国際生物学賞
International Prize for Biology歴代受賞者・授賞式
第41回授賞式・受賞者あいさつ・審査経過報告
秋篠宮皇嗣同妃両殿下のご臨席を仰いで
第41回国際生物学賞授賞式が挙行されました。
令和7(2025)年12月17日(水)
第41回国際生物学賞授賞式が挙行されました。
令和7(2025)年12月17日(水)
授賞式にご臨席された秋篠宮皇嗣同妃両殿下
秋篠宮皇嗣殿下のおことばを賜る
秋篠宮皇嗣殿下のおことばを賜る
令和7(2025)年12月17日(水)、第41回国際生物学賞授賞式が日本学士院において挙行されました。授賞式は、秋篠宮皇嗣同妃両殿下のご臨席を仰ぎ、内閣総理大臣代理として宇野善昌内閣総理大臣補佐官、松本洋平文部科学大臣をはじめ、各界から多数の来賓の参列を得て、盛会のうちに執り行われました。
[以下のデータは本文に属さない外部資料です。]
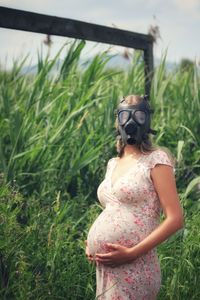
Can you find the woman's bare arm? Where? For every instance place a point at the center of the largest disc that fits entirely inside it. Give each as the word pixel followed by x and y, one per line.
pixel 165 186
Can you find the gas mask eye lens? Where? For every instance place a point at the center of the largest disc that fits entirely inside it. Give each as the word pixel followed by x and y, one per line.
pixel 140 117
pixel 123 116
式典では、藤吉好則国際生物学賞委員会委員長から、第41回受賞者のジャコモ・リッツォラッティ教授に賞状と賞金1,000万円及び賞牌が授与され、また、秋篠宮皇嗣殿下からの贈呈品「秋篠宮家御紋付銀花瓶」が伝達されました。
秋篠宮皇嗣殿下からのおことばに続いて、内閣総理大臣祝辞(代読 宇野善昌内閣総理大臣補佐官)、並びに文部科学大臣祝辞が述べられ、最後にリッツォラッティ教授が受賞の挨拶を行いました。
引き続き、秋篠宮皇嗣同妃両殿下ご臨席の下、受賞者や関係者との記念茶会が行われました。
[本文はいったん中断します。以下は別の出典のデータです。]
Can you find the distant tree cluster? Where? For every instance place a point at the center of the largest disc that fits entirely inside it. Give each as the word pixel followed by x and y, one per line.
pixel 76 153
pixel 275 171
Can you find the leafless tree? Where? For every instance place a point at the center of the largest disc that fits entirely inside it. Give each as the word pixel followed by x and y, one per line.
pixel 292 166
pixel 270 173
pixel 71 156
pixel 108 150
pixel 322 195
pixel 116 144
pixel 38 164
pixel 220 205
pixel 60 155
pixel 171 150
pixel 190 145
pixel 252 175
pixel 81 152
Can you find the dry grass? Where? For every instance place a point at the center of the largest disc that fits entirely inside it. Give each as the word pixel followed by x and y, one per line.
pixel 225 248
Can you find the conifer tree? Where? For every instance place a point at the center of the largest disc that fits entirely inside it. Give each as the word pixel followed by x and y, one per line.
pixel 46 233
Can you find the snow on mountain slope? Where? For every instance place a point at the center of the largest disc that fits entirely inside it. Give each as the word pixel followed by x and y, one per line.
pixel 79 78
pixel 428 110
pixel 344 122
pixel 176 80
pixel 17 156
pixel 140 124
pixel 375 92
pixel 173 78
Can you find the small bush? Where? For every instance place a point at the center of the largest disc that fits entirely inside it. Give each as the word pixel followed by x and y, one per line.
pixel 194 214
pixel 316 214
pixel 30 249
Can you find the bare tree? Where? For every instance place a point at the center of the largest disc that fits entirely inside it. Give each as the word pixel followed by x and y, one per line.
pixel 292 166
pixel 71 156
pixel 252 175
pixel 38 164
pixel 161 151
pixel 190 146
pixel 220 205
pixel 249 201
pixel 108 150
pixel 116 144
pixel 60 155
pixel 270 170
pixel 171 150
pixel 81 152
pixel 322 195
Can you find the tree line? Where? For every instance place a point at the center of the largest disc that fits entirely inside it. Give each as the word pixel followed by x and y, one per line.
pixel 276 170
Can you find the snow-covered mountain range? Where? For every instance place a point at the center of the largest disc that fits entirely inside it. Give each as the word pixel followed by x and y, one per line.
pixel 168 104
式典では、藤吉好則国際生物学賞委員会委員長から、第41回受賞者のジャコモ・リッツォラッティ教授に賞状と賞金1,000万円及び賞牌が授与され、また、秋篠宮皇嗣殿下からの贈呈品「秋篠宮家御紋付銀花瓶」が伝達されました。
秋篠宮皇嗣殿下からのおことばに続いて、内閣総理大臣祝辞(代読 宇野善昌内閣総理大臣補佐官)、並びに文部科学大臣祝辞が述べられ、最後にリッツォラッティ教授が受賞の挨拶を行いました。
引き続き、秋篠宮皇嗣同妃両殿下ご臨席の下、受賞者や関係者との記念茶会が行われました。
贈呈品を手にするリッツォラッティ教授とご家族
授賞式後の記念茶会
第41回国際生物学賞受賞者あいさつ
ジャコモ・リッツォラッティ教授
両殿下、大臣閣下、お集まりの皆様
この度は神経生物学の分野で第41回国際生物学賞の栄誉を賜り、大変うれしく光栄に存じます。審査委員会からは、ミラーニューロンの発見について評価いただきました。これは他者を理解するための神経基盤となり、また認知神経科学に多大なインパクトを与えたニューロンです。
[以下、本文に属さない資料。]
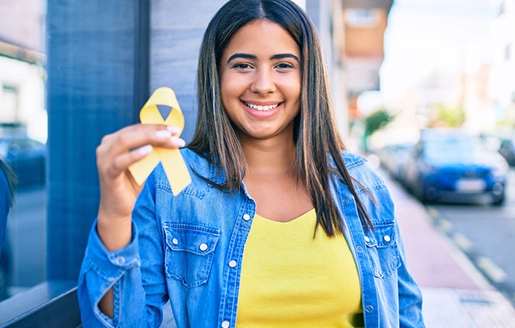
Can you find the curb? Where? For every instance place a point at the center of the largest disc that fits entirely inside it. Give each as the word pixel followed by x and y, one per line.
pixel 480 268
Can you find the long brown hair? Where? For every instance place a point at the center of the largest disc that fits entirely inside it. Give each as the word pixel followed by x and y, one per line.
pixel 318 144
最初に、ミラーニューロンを発見した経緯や、この発見に道筋をつけた初期の実験について少しお話ししたいと思います。そもそもの始まりは、マーク・ジャンヌロー氏、マイケル・アービブ氏、酒田英夫氏、私から成るチームに対して、ヒューマン・フロンティア・サイエンス・プログラムから助成金をいただいたことでした。この助成金は経済的な支援だけでなく、チームメンバーの母国で定期的に会合を開く機会も提供してくれました。おかげで私は日本を何度か訪れ、酒田氏以外にも丹治順氏、入來篤史氏、村田哲氏といった優れた神経科学者の皆さんと知己を得ることができました。酒田氏は私と妻の富士登山にも同行してくださいました。忘れられない経験です。
科学の話に戻りますと、ヒューマン・フロンティア・サイエンス・プログラムでの共同研究の結果、物をつかむ行動の基盤となる神経メカニズムに関する論文を発表しました。今でもこの分野の基盤になっている研究です。一方、私はパルマ大学の若手研究者――ルチアーノ・ファディガ氏、レオナルド・フォガッシ氏、ビットリオ・ガレーゼ氏ら――とともに、サルの運動前野の研究を続けました。その中である時、私たちは動物行動学的なアプローチをとってみました。力や動作解析のような物理的パラメーターに対するニューロン反応を分析するのではなく、もっと自然な方法でサルと関わり合いました。食べ物を与えたり、それを取り上げようとしたりしたのです。ここから最初に得られた大きな発見は、運動前野は関節の変位によって決定される動作を符号化するのではなく、運動行為のゴール、例えば物をつかむなどのゴールを、その行為がどのように行われるかには関係なく符号化するということでした。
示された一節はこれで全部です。